Power relationships across racial lines can be emotionally fraught. As more and more Blacks gain authority in workplaces, the military, and government, some whites chafe at the reversal of old, expected hierachies. Obama’s election as the first Black president was both inspirational and disorienting for whites, depending on their upbringing, assumptions, and expectations about where Black should fit in the country’s power structure. His very presence in the White House triggered a backlash among right-wing whites, and Trump is capitaliziing on it.

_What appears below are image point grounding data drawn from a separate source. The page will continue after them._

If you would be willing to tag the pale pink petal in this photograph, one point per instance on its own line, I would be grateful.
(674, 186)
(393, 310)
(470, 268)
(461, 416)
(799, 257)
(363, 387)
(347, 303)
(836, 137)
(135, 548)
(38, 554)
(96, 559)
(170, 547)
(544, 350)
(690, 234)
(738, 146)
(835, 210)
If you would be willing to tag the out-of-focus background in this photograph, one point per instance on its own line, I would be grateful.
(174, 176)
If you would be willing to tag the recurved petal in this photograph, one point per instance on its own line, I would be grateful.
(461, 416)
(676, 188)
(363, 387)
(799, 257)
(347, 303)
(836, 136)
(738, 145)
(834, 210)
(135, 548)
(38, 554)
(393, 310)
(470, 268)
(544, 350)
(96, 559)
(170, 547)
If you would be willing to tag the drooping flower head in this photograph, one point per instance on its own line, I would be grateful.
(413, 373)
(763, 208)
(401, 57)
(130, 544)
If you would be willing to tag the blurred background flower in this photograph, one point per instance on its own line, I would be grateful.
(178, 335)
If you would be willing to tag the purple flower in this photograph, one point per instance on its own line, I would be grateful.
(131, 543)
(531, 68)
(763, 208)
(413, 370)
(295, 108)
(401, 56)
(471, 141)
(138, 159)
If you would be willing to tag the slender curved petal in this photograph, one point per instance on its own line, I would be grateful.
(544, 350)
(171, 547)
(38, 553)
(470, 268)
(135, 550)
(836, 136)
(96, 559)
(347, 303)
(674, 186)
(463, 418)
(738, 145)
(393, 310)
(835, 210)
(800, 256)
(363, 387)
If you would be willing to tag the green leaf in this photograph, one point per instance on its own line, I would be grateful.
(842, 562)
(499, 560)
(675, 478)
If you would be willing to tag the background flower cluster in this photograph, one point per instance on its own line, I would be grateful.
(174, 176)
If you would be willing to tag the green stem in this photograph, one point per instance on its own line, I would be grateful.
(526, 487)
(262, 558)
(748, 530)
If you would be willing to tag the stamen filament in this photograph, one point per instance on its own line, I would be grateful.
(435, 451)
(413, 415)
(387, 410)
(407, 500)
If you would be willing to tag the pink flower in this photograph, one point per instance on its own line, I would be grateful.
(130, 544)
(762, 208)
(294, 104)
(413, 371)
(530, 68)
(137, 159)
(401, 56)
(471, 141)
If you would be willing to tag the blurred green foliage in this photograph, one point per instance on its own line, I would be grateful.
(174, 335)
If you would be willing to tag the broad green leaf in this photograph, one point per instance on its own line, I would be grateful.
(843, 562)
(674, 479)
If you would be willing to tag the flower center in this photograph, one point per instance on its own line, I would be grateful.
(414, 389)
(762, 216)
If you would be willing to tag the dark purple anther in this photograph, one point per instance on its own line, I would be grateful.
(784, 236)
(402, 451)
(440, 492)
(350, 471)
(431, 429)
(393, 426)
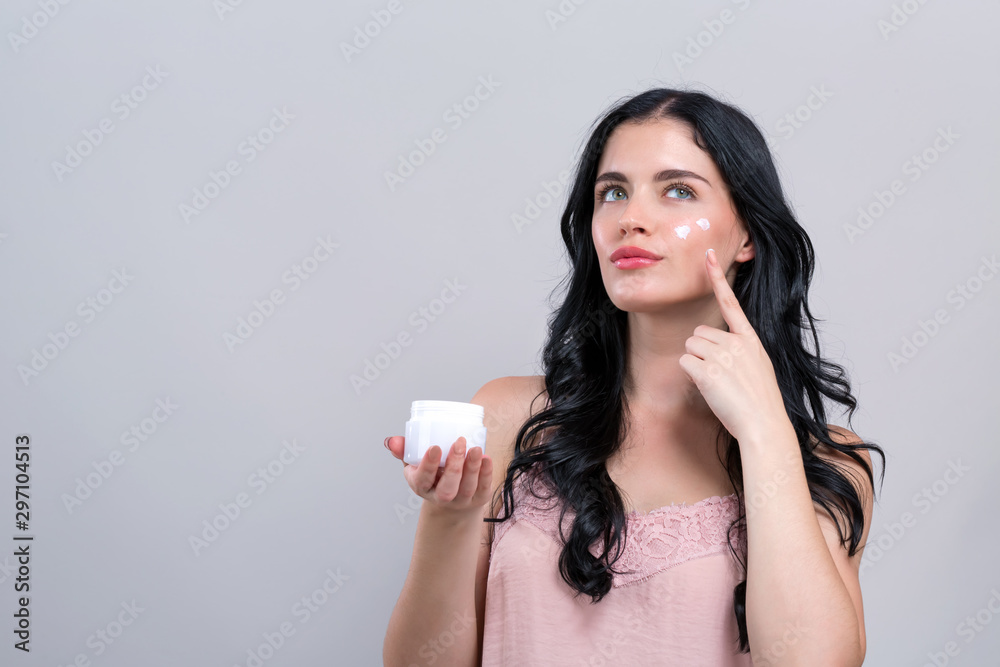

Much of his support comes from the white working class experiencing alienation, marginalization, and economic insecurity—and anxiety about the nonwhite population gaining ground at their expense. Trump’s rants against immigrants taking over the country doesn’t have to be taken literally to be effective in animating many whites’ resentment over what they believe to be the inversion of the racial power structure.

Kamala Harris, the daughter of a Jamaican father and an Indian mother, can’t win those votes. Trump need only remind people of her race, albeit awkwardly, which he’s done by asserting falsely (“falsely” is the requisite adverb modifying verbs associated with Trump’s statements) that she only belatedly decided that she was Black. Whites who are worried about a Black/Indian woman in power can see their worries on their TV screens every day. Trump just has to keep their flame of fear alive.

Meanwhile, the Trump-Vance bigotry, their weapon of mass destruction, is causing collateral damage to the society as a whole, demolishing the inhibitions to expressing racial prejudice. Perhaps enough voters will see this to deny them a victory in November. But even so, rebuilding a civil society will be a long project.